I suggest that talking with you was lower on her things to do list. I suggest that "I'm available on Friday" is not a firm commitment. Her give me a call is
Is letting you know that this is not a firm plan. In my world, my friends and I know that life happens and the call is checking in to see if the other person is still available. An unanswered call tells me she's not available now and if she didn't call me back I would know she's still not available. I might call again the next day but I'm more likely to get busy and not call back.
Vague plans are not for sure plans. As to not calling you, I suggest that she was not thinking that talking was urgent. She knew that you wanted to get together. She was busy and may have thought she'd call you when she had free time.She may be a much more casual, go with the flow sort of person while you take the vague words as a commitment. For me, if we haven't set a time, not getting a call back, just means getting together won't work.
Your post sounds like you had an urgent need to talk this weekend but you didn't tell her that. As a busy mom and grandmother, I wouldn't have given this a second thought because I would move on to other things that needed done. I would't have texted either. I would just call her again later. This is called phone tag.
My daughter has 4 kids, 2 of them special needs. She sometimes misses messages. Both of us often thinks if this is important they'll call back. For me, when someone asks me to call and don't give me any information, I believe calling is not urgent and will call when I have time.
This is a lengthy message to say that you don't know why she didn't call you back right away. I suggest that your communication was vague and she would have no way of knowing the get together was urgent. When one wants a specific thing to happen that that person has to be very clear about what they expect. I've learned to include in my remark Something like right now I think I'll be free. Give me a call (to find out). Because the two of you had not made specific plans I wouldn't have expected anything from her. I'd just try later.
I'm not always clear about plans, I do sometimes forget an appointment or.plan, and am in many ways not perfect I give the other person the benefit of doubt and hope they do The same for me.

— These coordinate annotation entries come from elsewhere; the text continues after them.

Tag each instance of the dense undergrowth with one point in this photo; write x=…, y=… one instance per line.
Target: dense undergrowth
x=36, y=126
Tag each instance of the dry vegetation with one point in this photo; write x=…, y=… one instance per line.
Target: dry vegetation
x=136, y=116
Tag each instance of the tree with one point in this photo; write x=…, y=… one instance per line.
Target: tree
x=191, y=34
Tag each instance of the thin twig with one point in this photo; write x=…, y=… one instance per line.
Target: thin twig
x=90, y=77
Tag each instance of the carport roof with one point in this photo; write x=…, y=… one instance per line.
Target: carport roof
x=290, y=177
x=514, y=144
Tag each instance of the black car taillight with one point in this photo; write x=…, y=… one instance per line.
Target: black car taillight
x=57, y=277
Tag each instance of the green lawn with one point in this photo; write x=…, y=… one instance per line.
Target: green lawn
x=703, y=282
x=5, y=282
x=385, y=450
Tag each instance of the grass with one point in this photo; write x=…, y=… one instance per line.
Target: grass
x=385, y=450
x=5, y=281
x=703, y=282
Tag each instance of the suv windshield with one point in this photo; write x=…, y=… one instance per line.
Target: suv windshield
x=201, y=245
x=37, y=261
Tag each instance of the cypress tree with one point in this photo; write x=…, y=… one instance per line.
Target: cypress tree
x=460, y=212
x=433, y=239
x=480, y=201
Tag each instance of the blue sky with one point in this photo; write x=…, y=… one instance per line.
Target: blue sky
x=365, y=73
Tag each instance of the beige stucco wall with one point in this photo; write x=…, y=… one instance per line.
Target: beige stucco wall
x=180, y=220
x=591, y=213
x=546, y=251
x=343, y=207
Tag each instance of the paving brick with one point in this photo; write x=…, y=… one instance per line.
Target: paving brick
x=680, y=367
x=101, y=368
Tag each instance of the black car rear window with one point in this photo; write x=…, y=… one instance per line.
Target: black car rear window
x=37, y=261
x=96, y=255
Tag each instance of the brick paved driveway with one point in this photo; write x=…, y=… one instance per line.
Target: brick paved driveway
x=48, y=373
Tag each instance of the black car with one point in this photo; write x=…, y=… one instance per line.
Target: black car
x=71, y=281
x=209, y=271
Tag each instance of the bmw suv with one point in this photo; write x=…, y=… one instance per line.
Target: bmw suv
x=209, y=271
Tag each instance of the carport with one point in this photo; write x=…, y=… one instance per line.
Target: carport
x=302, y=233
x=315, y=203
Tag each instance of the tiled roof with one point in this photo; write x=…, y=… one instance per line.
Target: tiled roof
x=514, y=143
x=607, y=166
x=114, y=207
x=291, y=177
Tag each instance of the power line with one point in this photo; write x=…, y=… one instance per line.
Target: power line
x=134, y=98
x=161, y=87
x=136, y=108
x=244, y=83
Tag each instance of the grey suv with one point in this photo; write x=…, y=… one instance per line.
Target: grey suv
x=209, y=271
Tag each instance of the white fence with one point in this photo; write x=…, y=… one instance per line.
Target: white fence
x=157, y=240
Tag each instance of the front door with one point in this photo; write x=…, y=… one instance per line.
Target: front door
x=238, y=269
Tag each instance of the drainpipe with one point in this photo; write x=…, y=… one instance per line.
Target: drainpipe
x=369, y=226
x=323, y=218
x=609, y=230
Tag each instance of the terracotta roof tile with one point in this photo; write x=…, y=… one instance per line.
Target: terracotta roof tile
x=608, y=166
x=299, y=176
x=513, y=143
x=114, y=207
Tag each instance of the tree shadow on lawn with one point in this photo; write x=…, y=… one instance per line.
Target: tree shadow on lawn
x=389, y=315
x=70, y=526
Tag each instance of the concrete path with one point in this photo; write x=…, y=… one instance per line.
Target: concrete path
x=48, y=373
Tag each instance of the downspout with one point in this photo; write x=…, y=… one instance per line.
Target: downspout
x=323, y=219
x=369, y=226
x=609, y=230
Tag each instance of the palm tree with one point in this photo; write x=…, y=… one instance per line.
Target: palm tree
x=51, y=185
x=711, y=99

In response to your comment about a 5 second text indicates to me that your life is calmer and Better organized than my daughter's. For example, just as I get a phone call, 2 of my grandchildren are running around crazy while I'm trying to get dinner on the table. The TV is too loud so sometimes I don't even hear the phone ring. I don't look for messages until I get home several hours later or sometimes the next day. Perhaps you carry your phone with you most of the time. My daughter doesn't.I know that if I need a response right away, I call. She usually hears her phone but sometimes she doesn't. She may not see a text until the next day.